Earlier this week we were lucky enough to be treated to dinner by our bosses, to mark the leaving of one of our colleagues. They took us to what they proudly declared to be ‘the best Spanish restaurant in London’, Moro. A tall order and a large boast. I love Spanish food, so I was intrigued to see whether it would live up to its hype.
It’s a great place with French babyfoot mixed among the tables and an international football theme, WITHOUT being boorish. How they strike the balance so perfectly, I’m not entirely sure, but it’s the best self-proclaimed sports bar I’ve been in.

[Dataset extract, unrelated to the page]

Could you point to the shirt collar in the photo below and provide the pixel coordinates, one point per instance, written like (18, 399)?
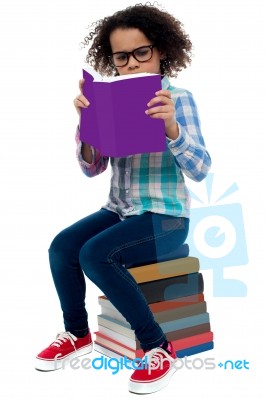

Then over the road to Moro. I had artichoke and potato brik with rocket salad and harissa to start, which was delicious, like a Spanish version of an Indian samosa, and then Wood roasted guineafowl stuffed with spiced labneh with carrots and farika. The meat was succulent and the sauce was spicily aromatic without being hot. It was slippily scrummy, sliding down into my getting-fatter-by-the-second stomach all too easily.
You can get tapas too, but it seems Moro plays to a more southern Spanish food aesthetic, combining a Moroccan element with the Mediterranean style of cooking, which made it unlike anything I’ve eaten before.
It was such a treat. And even better, I wasn’t paying, which made it an even greater treat all round.